艦娘が運用されはじめてから数日後、とある場所の鎮守府の門前
「ここが今日から俺たちの新しい駐屯地か……」
目の前に佇む施設に思わず感嘆の声を洩らしてしまう。
古巣であった陸軍司令部と遜色ない建造物。目に前の門には『横須賀鎮守府』と刻まれている。
……そういえば海軍の施設はそう呼ばれているんだった
「閣下。駐屯地ではなく、鎮守府というらしいです」
「ぬ……それを言うなら俺も閣下ではなく提督らしいぞ」
横には自分と同じく陸軍から異動してきた元マグマ軍武器娘『アルマータ』
元々は敵だったのだがとある戦闘で鹵獲し、今に至る迄様々な困難を乗り越えてきた戦友の1人であり大切な妻の1人だ
アルマータと門をくぐる。建物に向かって歩きながらも、思わず物珍しそうに辺りを見回してしまう。
ある程度建物に近づいて行くと入り口の前に誰かが立っているのが見えた。女性だ。
女性も此方に気付きこっちに向かってきた。
「今日付けで鎮守府に着任される提督とその副官殿、ですね?大本営から派遣されました。
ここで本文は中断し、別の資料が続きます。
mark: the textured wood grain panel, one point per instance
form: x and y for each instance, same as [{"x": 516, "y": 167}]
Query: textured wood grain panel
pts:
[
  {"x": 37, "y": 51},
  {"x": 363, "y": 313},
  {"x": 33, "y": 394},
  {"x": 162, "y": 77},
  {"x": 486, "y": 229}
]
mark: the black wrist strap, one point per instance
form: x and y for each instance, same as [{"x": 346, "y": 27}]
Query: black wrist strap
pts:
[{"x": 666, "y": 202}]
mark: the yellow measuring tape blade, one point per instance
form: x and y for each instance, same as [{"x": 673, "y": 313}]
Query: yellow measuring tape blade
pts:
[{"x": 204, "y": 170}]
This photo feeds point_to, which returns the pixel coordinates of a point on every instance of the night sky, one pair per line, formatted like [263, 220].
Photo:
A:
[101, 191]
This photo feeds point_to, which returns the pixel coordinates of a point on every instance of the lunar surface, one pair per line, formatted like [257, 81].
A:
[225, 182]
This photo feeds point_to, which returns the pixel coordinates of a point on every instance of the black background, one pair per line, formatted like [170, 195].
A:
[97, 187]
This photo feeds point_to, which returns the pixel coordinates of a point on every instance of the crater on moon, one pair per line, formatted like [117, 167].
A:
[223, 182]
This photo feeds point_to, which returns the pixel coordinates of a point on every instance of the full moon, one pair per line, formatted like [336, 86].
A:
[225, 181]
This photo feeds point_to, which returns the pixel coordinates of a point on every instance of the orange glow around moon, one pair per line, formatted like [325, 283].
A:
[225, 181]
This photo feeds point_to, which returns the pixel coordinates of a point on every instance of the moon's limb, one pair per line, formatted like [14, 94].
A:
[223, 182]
大淀と言います」
提督「元陸軍部隊司令の提督だ」
アルマータ「同じく元陸軍部隊副官のアルマータと言います」
大淀と呼ばれる女性と挨拶を済まし、早速建物内へ足を踏み入れる。
大淀「では、これから執務室の方へ案内しますね」
大淀の案内で執務室へ通される。中はシンプルながら使われている机や来客用ソファ、資料を保管する棚はどれも一級品だとわかる。
大淀「こちらでお待ち下さい。今他の者も呼びますので」
自分に敬礼をし、大淀は執務室から出ていった。
それを見届けた後、自分は提督用の椅子に腰掛け、アルマータは執務室に設置されている本棚のファイルを眺める。
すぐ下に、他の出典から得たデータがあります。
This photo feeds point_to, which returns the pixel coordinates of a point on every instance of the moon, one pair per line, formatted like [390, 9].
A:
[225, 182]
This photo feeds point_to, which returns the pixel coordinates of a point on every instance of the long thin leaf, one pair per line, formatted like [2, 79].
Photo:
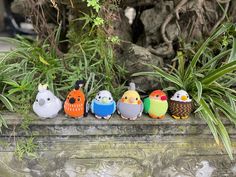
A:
[6, 102]
[219, 72]
[199, 90]
[233, 52]
[222, 29]
[164, 74]
[215, 59]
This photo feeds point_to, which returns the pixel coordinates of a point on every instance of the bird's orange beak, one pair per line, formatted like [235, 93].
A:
[131, 100]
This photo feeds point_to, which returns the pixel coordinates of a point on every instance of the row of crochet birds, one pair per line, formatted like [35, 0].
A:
[129, 107]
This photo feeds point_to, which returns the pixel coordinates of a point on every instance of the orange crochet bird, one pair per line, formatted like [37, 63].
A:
[75, 105]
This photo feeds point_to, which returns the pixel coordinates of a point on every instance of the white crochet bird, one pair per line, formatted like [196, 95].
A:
[46, 104]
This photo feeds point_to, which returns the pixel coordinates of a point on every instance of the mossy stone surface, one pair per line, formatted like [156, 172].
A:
[116, 148]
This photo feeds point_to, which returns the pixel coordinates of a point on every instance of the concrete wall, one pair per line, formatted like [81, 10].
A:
[116, 148]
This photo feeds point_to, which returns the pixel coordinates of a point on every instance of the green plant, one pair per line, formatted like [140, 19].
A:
[26, 147]
[208, 78]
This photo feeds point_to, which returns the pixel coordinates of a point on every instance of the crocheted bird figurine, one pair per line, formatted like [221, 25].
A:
[180, 105]
[156, 104]
[76, 105]
[46, 104]
[103, 105]
[130, 105]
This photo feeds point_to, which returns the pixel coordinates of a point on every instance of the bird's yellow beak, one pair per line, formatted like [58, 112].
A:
[184, 98]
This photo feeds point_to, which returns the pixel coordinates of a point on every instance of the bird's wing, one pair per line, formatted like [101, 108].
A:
[91, 106]
[146, 104]
[86, 108]
[118, 106]
[114, 106]
[59, 103]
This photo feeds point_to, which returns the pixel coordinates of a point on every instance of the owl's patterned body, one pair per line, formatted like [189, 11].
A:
[180, 109]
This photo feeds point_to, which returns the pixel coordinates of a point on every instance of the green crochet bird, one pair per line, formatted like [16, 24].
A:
[156, 104]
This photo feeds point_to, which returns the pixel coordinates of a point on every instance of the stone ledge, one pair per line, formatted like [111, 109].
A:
[117, 127]
[89, 147]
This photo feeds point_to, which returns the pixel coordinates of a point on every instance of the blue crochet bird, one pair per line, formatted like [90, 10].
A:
[103, 105]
数分後ドアがノックされ、入るように促すと二人の少女とピンク髪の女性と割烹着姿の女性、そして大淀が入ってきた。
暁「暁型一番艦、暁よ!」
響「暁型二番艦、響」
明石「開発、建造任務担当の工作艦、明石です!」
間宮「ここでの食事を担当しています。間宮です」
提督「提督だ。今日からよろしく頼む」
アルマータ「副官の重戦車014號アルマータです」
提督「…それにしても、まさかこんな小さな子が艦娘とはな」
暁「私は一人前のれでぃーなんだから子供扱いしないでよね!」
自分の呟きに怒る暁。その顔はプンスカという擬音が似合う可愛らしい顔だった。
武器娘でこんな小さな子はいな……いや、何人かいたか?
提督「あはは…すまんすまん」
暁「うぅぅ…撫で撫でするなぁ~!」
あまりにも微笑ましかった為、思わず暁の頭を撫でる。だがアルマータの刺さるような視線を感じすぐに止めた。これくらい許してほしい。
提督「ご、ごほん!顔合わせは一先ず済んだな!では、明日から本格的に運営を開始する。では解散!」
艦娘たちは敬礼をし、執務室を後にしていった。
アルマータ「閣下…?まさかあんな子供に手を出したりなんて、しませんよね?性的に」
提督「あ、当たり前だ!俺はロリコンじゃないし、お前とケッコン済みだろ」
アルマータ「うふふ、そうでしたね♪では閣下、一緒に施設を見て回りましょ?」
提督「おう」
アルマータは仲間になって以降自分に対して盲目的に好意を寄せるようになってしまい、それが原因で何度か……いや、何百回か駐屯地内で諍いがあった。
今でこそ彼女の扱い方になれたが、当時は死にかけた……戦闘中でもないのに死にかけた。
そんな昔の出来事を思い出しながら鎮守府を見て回る。
艦娘が住む寮、食堂、娯楽室、訓練所、酒保…多少の違いはあれど駐屯地の施設とあまり変わっていない。これならすぐに慣れそうだ
そして最後に工房へと向かった。
明石「あ、提督とアルマータさん!何か御用ですか?」
提督「ちょっとした見学だよ。で、これが建造機か……武器娘の頃より少しデカイな」
明石に軽く挨拶し、建造機を眺める。
アルマータ「あら、投入する項目が1個多いのね。ボーキサイト?」
明石「ボーキサイトは主に空母を建造したいときに投入する物です。他にも空母に搭載する艦載機の開発、補充にも使われます」
アルマータの疑問に丁寧に答えていく明石。アルマータも興味津々に聞いている。
アルマータ「あと最後に1つ……艦娘の装備を武器娘や我々マグマ軍が使用する事は出来る?」
その問いに思わず明石を見つめる。しかし彼女の申し訳なさそうな表情で察しがついてしまった。
明石「現段階では無理ですね…。私達艦娘と陸軍の武器娘では根本的な違いがあってどうしても運用出来ないんですよ……」
やはりか……。
陸の時は式神だったが、資料を見たところ艦娘は妖精を使用しているらしい……ここら辺に違いが出てしまっているのか…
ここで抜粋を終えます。